5 hours ago

Olivier winner John Lithgow attacks Trump’s second presidency as ‘a disaster’ for US arts

The actor John Lithgow has described Donald Trump’s second presidency as “a pure disaster” for the arts in the US. Lithgow, speaking after his best actor victory at the Olivier awards in London on Sunday, singled out Trump’s takeover of the Kennedy Center, Washington DC’s national institution for the performing arts. “Our administration has done some shocking, destructive things,” he said, “but the one that grieves me most is taking over the Kennedy Center.”

The US president is now chair of the prestigious cultural complex (which was founded as a government-funded, bipartisan venue) and has installed new board members and a new interim leader, loyalist Ric Grenell. The board had been in the process of selecting a successor to outgoing leader Deborah Rutter, who in January announced her intention to step down after 11 years.

“Deborah Rutter was fired from her position as president – even though she’d already resigned and had [several] months to go,” said Lithgow. “She’s a very good friend of mine. We co-chaired a commission on the arts [launched by the American Academy of Arts & Sciences in 2018] and spent three years finding out the state of the arts in America [was] in crisis. Well, it’s really in crisis now. First there was coronavirus, now there’s this.”

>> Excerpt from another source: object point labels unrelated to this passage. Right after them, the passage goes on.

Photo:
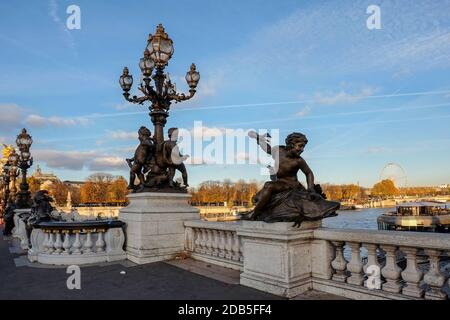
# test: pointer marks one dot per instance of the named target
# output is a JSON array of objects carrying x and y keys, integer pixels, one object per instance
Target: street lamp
[
  {"x": 157, "y": 54},
  {"x": 13, "y": 159},
  {"x": 25, "y": 161},
  {"x": 6, "y": 181}
]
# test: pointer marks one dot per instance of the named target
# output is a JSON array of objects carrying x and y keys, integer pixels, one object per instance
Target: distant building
[
  {"x": 45, "y": 179},
  {"x": 75, "y": 184}
]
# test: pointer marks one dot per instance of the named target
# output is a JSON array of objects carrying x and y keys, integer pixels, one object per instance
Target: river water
[{"x": 355, "y": 219}]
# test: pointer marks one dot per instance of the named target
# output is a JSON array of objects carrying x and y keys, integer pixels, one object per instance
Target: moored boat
[{"x": 417, "y": 216}]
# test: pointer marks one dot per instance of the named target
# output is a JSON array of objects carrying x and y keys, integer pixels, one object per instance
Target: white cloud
[
  {"x": 11, "y": 117},
  {"x": 123, "y": 135},
  {"x": 304, "y": 111},
  {"x": 108, "y": 163},
  {"x": 207, "y": 132},
  {"x": 39, "y": 121},
  {"x": 375, "y": 150},
  {"x": 343, "y": 97},
  {"x": 124, "y": 106},
  {"x": 77, "y": 160}
]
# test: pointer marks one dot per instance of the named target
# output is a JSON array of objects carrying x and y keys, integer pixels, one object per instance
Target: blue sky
[{"x": 364, "y": 98}]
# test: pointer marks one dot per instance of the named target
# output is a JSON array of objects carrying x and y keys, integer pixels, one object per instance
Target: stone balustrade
[
  {"x": 19, "y": 231},
  {"x": 66, "y": 243},
  {"x": 357, "y": 264},
  {"x": 384, "y": 275},
  {"x": 214, "y": 242}
]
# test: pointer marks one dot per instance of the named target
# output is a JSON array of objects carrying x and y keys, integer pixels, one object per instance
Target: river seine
[{"x": 355, "y": 219}]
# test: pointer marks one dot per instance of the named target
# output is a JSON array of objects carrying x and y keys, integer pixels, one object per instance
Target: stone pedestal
[
  {"x": 277, "y": 257},
  {"x": 155, "y": 225}
]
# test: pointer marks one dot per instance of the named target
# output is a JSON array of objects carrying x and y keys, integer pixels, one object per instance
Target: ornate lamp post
[
  {"x": 6, "y": 181},
  {"x": 13, "y": 171},
  {"x": 24, "y": 142},
  {"x": 157, "y": 54},
  {"x": 158, "y": 89}
]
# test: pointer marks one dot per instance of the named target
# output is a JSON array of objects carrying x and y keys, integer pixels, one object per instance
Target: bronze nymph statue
[
  {"x": 155, "y": 164},
  {"x": 285, "y": 199}
]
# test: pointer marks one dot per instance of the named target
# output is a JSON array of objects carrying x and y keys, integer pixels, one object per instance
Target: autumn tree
[
  {"x": 103, "y": 188},
  {"x": 34, "y": 184},
  {"x": 59, "y": 191},
  {"x": 117, "y": 190},
  {"x": 384, "y": 188}
]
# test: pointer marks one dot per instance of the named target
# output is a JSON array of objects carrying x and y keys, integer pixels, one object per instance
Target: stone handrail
[
  {"x": 383, "y": 279},
  {"x": 283, "y": 260},
  {"x": 66, "y": 243},
  {"x": 214, "y": 242}
]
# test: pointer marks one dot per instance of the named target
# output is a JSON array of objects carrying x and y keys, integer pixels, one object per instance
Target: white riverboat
[{"x": 417, "y": 216}]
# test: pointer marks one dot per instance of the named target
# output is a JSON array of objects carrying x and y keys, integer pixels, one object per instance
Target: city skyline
[{"x": 364, "y": 98}]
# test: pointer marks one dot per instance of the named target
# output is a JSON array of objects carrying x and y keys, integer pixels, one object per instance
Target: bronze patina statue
[
  {"x": 285, "y": 199},
  {"x": 143, "y": 156},
  {"x": 9, "y": 215},
  {"x": 41, "y": 211},
  {"x": 155, "y": 164},
  {"x": 174, "y": 158}
]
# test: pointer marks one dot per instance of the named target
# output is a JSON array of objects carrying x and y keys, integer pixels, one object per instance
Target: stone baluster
[
  {"x": 373, "y": 265},
  {"x": 77, "y": 243},
  {"x": 222, "y": 243},
  {"x": 372, "y": 256},
  {"x": 355, "y": 265},
  {"x": 208, "y": 241},
  {"x": 189, "y": 239},
  {"x": 50, "y": 243},
  {"x": 197, "y": 239},
  {"x": 215, "y": 243},
  {"x": 339, "y": 263},
  {"x": 241, "y": 248},
  {"x": 58, "y": 243},
  {"x": 236, "y": 247},
  {"x": 412, "y": 274},
  {"x": 45, "y": 243},
  {"x": 391, "y": 271},
  {"x": 100, "y": 243},
  {"x": 228, "y": 245},
  {"x": 87, "y": 246},
  {"x": 434, "y": 277},
  {"x": 66, "y": 243}
]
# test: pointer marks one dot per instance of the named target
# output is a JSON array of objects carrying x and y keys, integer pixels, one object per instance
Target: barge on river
[{"x": 417, "y": 216}]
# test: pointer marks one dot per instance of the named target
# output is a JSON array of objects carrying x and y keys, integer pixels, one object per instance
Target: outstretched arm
[
  {"x": 262, "y": 141},
  {"x": 308, "y": 173}
]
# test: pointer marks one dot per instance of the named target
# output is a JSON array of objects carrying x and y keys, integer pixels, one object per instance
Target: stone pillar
[
  {"x": 155, "y": 225},
  {"x": 277, "y": 257}
]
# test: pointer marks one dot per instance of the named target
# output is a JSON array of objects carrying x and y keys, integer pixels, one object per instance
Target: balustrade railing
[
  {"x": 215, "y": 242},
  {"x": 395, "y": 278},
  {"x": 63, "y": 243}
]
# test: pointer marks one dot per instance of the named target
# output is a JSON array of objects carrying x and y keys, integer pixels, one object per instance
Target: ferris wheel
[{"x": 395, "y": 173}]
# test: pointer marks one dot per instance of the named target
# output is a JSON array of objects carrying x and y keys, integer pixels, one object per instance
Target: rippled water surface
[{"x": 355, "y": 219}]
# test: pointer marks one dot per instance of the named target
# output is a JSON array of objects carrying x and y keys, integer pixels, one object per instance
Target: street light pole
[
  {"x": 24, "y": 142},
  {"x": 160, "y": 92}
]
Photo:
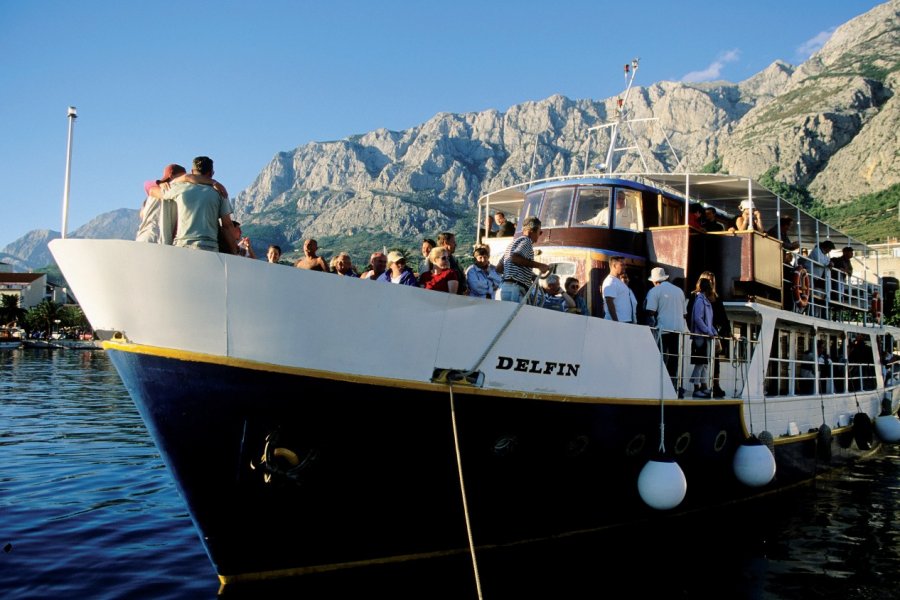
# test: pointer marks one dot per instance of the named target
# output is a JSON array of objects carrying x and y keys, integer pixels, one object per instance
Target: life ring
[
  {"x": 875, "y": 307},
  {"x": 801, "y": 287}
]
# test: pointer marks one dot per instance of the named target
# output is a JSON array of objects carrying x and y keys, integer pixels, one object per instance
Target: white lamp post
[{"x": 72, "y": 116}]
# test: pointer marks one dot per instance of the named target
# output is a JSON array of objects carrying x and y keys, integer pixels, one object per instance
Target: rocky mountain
[
  {"x": 829, "y": 125},
  {"x": 30, "y": 251}
]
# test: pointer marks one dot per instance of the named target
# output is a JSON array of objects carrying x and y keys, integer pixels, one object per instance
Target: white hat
[{"x": 658, "y": 274}]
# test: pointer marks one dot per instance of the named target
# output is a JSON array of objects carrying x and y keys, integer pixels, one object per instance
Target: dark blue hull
[{"x": 366, "y": 472}]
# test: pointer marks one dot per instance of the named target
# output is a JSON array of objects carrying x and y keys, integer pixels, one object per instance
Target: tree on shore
[{"x": 10, "y": 311}]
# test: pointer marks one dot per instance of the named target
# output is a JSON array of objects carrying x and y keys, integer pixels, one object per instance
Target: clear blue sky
[{"x": 160, "y": 82}]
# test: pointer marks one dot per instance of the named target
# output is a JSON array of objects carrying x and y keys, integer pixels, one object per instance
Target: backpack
[{"x": 690, "y": 308}]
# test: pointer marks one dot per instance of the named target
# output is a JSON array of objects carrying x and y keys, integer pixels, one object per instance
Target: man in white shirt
[
  {"x": 666, "y": 307},
  {"x": 616, "y": 295}
]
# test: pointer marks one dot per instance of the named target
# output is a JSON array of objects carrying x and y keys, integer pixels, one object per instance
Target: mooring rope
[
  {"x": 462, "y": 488},
  {"x": 509, "y": 320}
]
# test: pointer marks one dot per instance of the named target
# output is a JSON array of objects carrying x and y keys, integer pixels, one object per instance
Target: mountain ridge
[{"x": 828, "y": 125}]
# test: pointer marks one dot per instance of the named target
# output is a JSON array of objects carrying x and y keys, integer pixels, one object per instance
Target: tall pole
[{"x": 72, "y": 116}]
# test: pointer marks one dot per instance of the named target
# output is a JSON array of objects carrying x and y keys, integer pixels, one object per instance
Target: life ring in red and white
[{"x": 801, "y": 287}]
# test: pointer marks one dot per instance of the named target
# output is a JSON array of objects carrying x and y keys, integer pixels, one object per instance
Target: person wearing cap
[
  {"x": 710, "y": 220},
  {"x": 442, "y": 277},
  {"x": 201, "y": 207},
  {"x": 158, "y": 217},
  {"x": 616, "y": 293},
  {"x": 821, "y": 258},
  {"x": 245, "y": 249},
  {"x": 482, "y": 278},
  {"x": 572, "y": 286},
  {"x": 782, "y": 232},
  {"x": 555, "y": 297},
  {"x": 273, "y": 254},
  {"x": 447, "y": 239},
  {"x": 666, "y": 307},
  {"x": 518, "y": 261},
  {"x": 745, "y": 223},
  {"x": 311, "y": 261},
  {"x": 504, "y": 227},
  {"x": 397, "y": 271},
  {"x": 342, "y": 265},
  {"x": 377, "y": 265}
]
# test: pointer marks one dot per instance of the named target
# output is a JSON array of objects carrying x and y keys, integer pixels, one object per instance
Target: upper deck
[{"x": 645, "y": 217}]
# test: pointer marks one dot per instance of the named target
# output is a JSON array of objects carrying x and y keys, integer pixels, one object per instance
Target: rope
[
  {"x": 462, "y": 489},
  {"x": 509, "y": 320},
  {"x": 663, "y": 373}
]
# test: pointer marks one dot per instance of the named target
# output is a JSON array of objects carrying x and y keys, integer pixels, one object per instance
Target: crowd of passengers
[{"x": 199, "y": 217}]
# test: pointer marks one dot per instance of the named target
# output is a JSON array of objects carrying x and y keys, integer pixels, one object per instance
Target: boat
[
  {"x": 303, "y": 443},
  {"x": 41, "y": 344},
  {"x": 9, "y": 338}
]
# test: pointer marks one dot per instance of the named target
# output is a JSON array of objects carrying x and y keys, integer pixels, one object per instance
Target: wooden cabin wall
[{"x": 667, "y": 247}]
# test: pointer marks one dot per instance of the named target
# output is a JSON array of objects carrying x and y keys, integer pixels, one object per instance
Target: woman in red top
[{"x": 441, "y": 277}]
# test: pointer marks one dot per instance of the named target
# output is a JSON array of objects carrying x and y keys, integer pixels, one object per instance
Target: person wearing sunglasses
[{"x": 442, "y": 277}]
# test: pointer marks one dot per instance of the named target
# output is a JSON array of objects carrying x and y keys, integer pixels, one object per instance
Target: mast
[
  {"x": 630, "y": 72},
  {"x": 72, "y": 116}
]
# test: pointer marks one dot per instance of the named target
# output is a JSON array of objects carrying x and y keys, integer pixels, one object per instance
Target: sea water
[{"x": 88, "y": 510}]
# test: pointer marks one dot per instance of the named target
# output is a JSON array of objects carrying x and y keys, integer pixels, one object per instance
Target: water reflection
[{"x": 90, "y": 511}]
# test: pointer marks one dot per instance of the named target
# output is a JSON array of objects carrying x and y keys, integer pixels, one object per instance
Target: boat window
[
  {"x": 592, "y": 208},
  {"x": 890, "y": 359},
  {"x": 530, "y": 208},
  {"x": 671, "y": 211},
  {"x": 860, "y": 364},
  {"x": 555, "y": 208},
  {"x": 792, "y": 363},
  {"x": 628, "y": 210}
]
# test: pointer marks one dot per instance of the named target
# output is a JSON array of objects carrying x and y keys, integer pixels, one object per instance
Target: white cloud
[
  {"x": 811, "y": 46},
  {"x": 713, "y": 71}
]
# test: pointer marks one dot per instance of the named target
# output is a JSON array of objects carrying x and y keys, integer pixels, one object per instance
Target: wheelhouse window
[
  {"x": 890, "y": 359},
  {"x": 592, "y": 207},
  {"x": 671, "y": 211},
  {"x": 628, "y": 210},
  {"x": 531, "y": 207},
  {"x": 555, "y": 207}
]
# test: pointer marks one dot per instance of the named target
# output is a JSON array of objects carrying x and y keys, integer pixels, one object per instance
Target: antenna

Lithgow was named best actor at the Oliviers for his performance as Roald Dahl in Mark Rosenblatt’s play Giant, which ran at the Royal Court last year and transfers to the West End later this month. In his acceptance speech, the actor – best known for the TV comedy 3rd Rock from the Sun – said that this moment was “more complicated than usual” for relations between the US and the UK but that he personally felt the special relationship was “intact”.

Lithgow described himself as “a curious kind of hybrid Englishman”, reflecting on the films and TV series he has made in the UK and his stage appearances, which have included Twelfth Night with the Royal Shakespeare Company in 2007 and The Magistrate at the National Theatre in 2012.

“I grew up with Shakespeare,” he said. “My father was a producer of Shakespeare festivals in Ohio. He was a regional theatre artistic director. I was in 20 Shakespeare plays by the time I was 20 years old … I came over and went to Lamda [the London drama school] after my college years. When I returned, everyone thought I was English … My sister said to me: ‘I’m not going to talk to you until you stop talking in that pretentious English accent!’”

While assessing the current climate for the arts in the US as “a pure disaster – really disheartening”, Lithgow said that “it gives us all something to fight for and I think the arts are animated by that. Right now, everybody is in shock.” Once that shock has passed, he acknowledged that “bad times create good art”.